How Do You Become Better?
4 min read

How Do You Become Better?

How Do You Become Better?

Experience.
https://xkcd.com/1171/
It seems so painfully obvious in retrospect but I didn't really fully understand until recently. Studying theory, getting classes, reading articles, how-tos and so on can only get you so far. Experience is where skills are honed and knowledge is built on.

A Little Backstory

As I was browsing Quora, I came about the question, "How do I become a better java developer?". Having grown software-rendered gray hair, I thought I can answer it without too much trouble. I ended up spending a lot of time reflecting on understanding where growth come from and ended up writing this.

After thinking about it for a while, I remembered I was in the same exact situation a few years ago. Having a coffee chat with my mentor at the time, I asked a similar question. "How do I become better?" Her answer? Experience. I needed to go do different projects. I needed to go to different teams. I needed to try different technologies.

Thinking back, I thought, "Is that it?". I didn't fully understand. Do you just become better with time? Well, dear hypothetical reader, yes.

Why Experience?


What is it in experience that makes it so valuable? Throughout your software development career, you are constantly tasked to deliver the seemingly impossible on a daily basis. You have to adapt and survive which leads you to learning skills and gaining knowledge. In fact, gaining experience in software development is pretty much that (in a quote form so that if it sounds cool, someone can quote me in a book)

You gain experience by constantly being asked to deliver perfection in imperfect conditions.

Anyway..

Gaining Experience

You can gain experience by diving into projects. The projects can be school, hobby or during work. Work projects is probably the the best for gaining experience because of the scale, business pressure and ever changing conditions.

The Real World

In school, the conditions are pretty darn good. You have x amount of days to deliver something. The professor checks a few functionalities and you get a grade. Done. Commence celebration.

In hobby projects, you have some time to build something. It may work or it may not. You can spend more time or spend more money depending on what you feel like.

Let's contrast that to "real world" projects. These are just some of the many many common situations:

Time.
When projects start, you are given x amount of days to gather requirements, another x days to build the software and another set of days to ship the software. It's not bad until you realize you can't move realize dates. Requirements took too long or are being added late? Release date stays the same. Critical bugs not reported earlier? Release date stays the same.

Budget. You have $1m for your project. You get just enough money for databases, servers, etc. Oh wait...someone needs half of that for a different project. You can do it with half the money, right?

Technology. You're assigned in a new team. They use a different database.

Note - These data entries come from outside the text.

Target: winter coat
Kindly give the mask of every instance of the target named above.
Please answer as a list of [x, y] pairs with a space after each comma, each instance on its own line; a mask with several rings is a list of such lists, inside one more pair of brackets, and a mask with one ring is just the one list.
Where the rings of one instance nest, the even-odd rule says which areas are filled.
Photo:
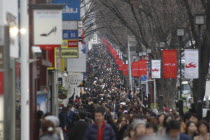
[[88, 123], [85, 121], [76, 122], [70, 129], [69, 140], [83, 140], [87, 127]]
[[[97, 140], [97, 139], [98, 139], [98, 127], [95, 124], [88, 126], [83, 140]], [[112, 129], [111, 125], [107, 123], [105, 124], [103, 132], [103, 140], [116, 140], [114, 130]]]
[[60, 140], [57, 134], [46, 134], [39, 138], [39, 140]]

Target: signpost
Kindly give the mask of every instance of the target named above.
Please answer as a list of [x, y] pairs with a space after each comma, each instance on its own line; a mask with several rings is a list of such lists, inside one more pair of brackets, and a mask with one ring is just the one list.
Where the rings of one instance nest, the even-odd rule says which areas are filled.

Their architecture is a mystery. Their documentation is a non-existent. Doesn't matter, still have to deliver requested functionality by yesterday.

Load. Your software is live. People are loving it! People are sharing it. Suddenly, your software is going down. It can't seem to handle the 5 people using it at the same time.

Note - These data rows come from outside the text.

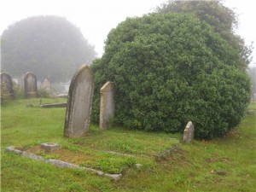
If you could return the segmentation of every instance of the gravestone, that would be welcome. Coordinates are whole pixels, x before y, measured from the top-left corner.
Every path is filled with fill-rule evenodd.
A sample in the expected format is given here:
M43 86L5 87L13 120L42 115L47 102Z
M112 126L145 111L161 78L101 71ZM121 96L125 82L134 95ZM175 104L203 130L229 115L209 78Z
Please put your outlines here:
M113 84L108 81L101 88L100 128L106 129L114 113Z
M189 121L184 129L183 142L185 143L190 143L194 139L194 125L191 121Z
M1 73L1 98L15 98L12 78L5 73Z
M37 77L32 72L28 72L24 77L24 90L26 98L38 96Z
M50 83L47 79L44 79L43 81L41 87L44 89L46 91L49 92L50 91Z
M79 137L89 131L93 90L92 71L90 67L83 65L69 86L64 137Z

The real world won't give you great conditions. Time, money and budget are things that dramatically grow shorter in a moment's notice. That doesn't even include working with company process, coworkers, legacy architecture and so on.

You just have to make do with the current situation.

Developing a Foundation of Knowledge

http://xkcd.com/979/
You have to find a way to deliver when the odds are against you.

You strive to make things work. You ask your coworkers for help. You pray to the StackOverflow gods that you can find someone who has done this before. You test things out. You break things. You fix them. You plead if some features can be delivered later. Figure out how the database is arranged. You figure out why the application is crapping out. Read logs. Fix more things... Eventually something gets shipped.

You might succeed in some projects and you might fail at others. Either way, whenever you work on projects and whenever you deal with the struggles of software development, you are gaining experience. With experience, you gain knowledge. You gain a pool of information that becomes useful in making your life easier. Some of these pool of information are possibly categorized in your brain as the following:

  • What NOT TO EVER DO (again)
  • Steps I do when something breaks (besides panic)
  • List of things that break applications
  • How to find information to fix things
  • Technologies I should use and never use again

When Experience Turns Second Nature


In your next project the sales team has decided that they want a button that sends cat pictures to all your customers at midnight. Hey... in that last project you built an application that grabs dog pictures from google. In another project, you were asked to send email receipts. Suddenly, The new project seem more possible. If you just combine and modify some of your previous stuff maybe, just maybe, you can deliver this one on time.

And... end up barely delivering. But, you've become an expert at cat-picture-finding and emailing-at-midnight functionality. As you move on, you might not even realize that you've delivered a lot of things. You've gained a lot of skills. You have gained vast knowledge. Things become easy because you've been using all the past experiences to learn what to do in the next one.

You repeat the cycle until one day you realize you've become a full-stack rockstar data science javascript growth ninja engineer...with a beard.